When doing dataset queries, imagine each subsequent query function as being applied to elements of the dataset at deeper and deeper levels. Since you're just using one selector, it's being applied to each "row" of the dataset. The next thing to understand is that the #dataset
notation is just a slightly fancier slot expression that you can use in functions. A plain # means the first argument passed to the function (typically used when there is only one argument). #n (where n is an actual integer) means the nth argument. ## means all of the arguments. And finally, #hello (where hello is a symbol) means the part of the first argument named hello (where it's assumed that the argument is an association).
Putting that together, we can do this
dataset[Select[#a > 3 &]]
To find all "rows" of your dataset (each row is an association) such that the value in that row associated with the key named a is greater than 3. But you could also do any of these to get the same result:
dataset[Select[#[["a"]] > 3 &]] (* Part works with keys *)
dataset[Select[#["a"] > 3 &]] (* Associations can look like functions *)
dataset[Select[#[[1]] > 3 &]] (* Associations are just lists, and so can be accessed by index *)
Now, based on your attempted definition of dataset2,
dataset2[test_] := dataset[Select[#dataset1[[test]] > 3 &]]
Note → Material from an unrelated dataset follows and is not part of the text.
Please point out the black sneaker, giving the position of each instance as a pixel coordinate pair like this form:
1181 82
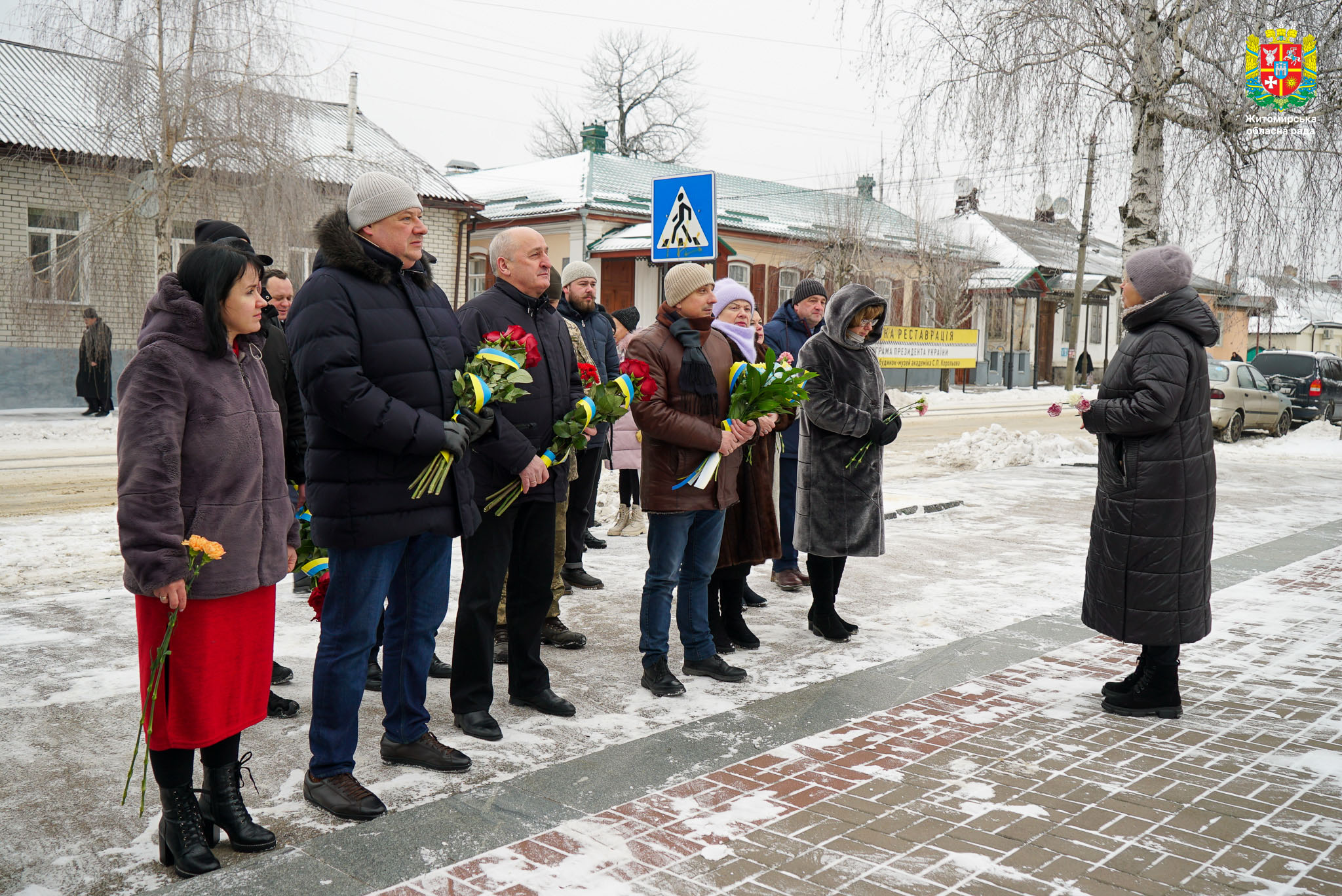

it looks like you're trying to select rows based on the key determined by using test to find the desired column header in dataset1. But what does your function really mean? Well, first off, #dataset means "the value associated with the key named dataset1". But of course there are no keys named dataset1 in dataset, so nothing will match and everything after that will fail.
Instead, you could try this:
dataset2[test_] := dataset[Select[#[dataset1[[test]]] > 3 &]]
In this definition, # just refers to the whole row (which is an association), dataset1[[test]] will fetch the value from dataset1 corresponding to test (which will need to be an integer between 1 and 3), and this value will be used as a key to look into each row from dataset.
You could have also just done this:
dataset2[test_] := dataset[Select[#[[test]] > 3 &]]
No need for the indirection of looking at dataset1, since the values/keys are in the same order. In this case, we're just asking for the indexed part of each row specified by test.
I'm assuming that you're just experimenting, because your example looks very similar to examples from the documentation. If you wanted to product-ize this, I'd have suggestions for making it more robust and maintainable.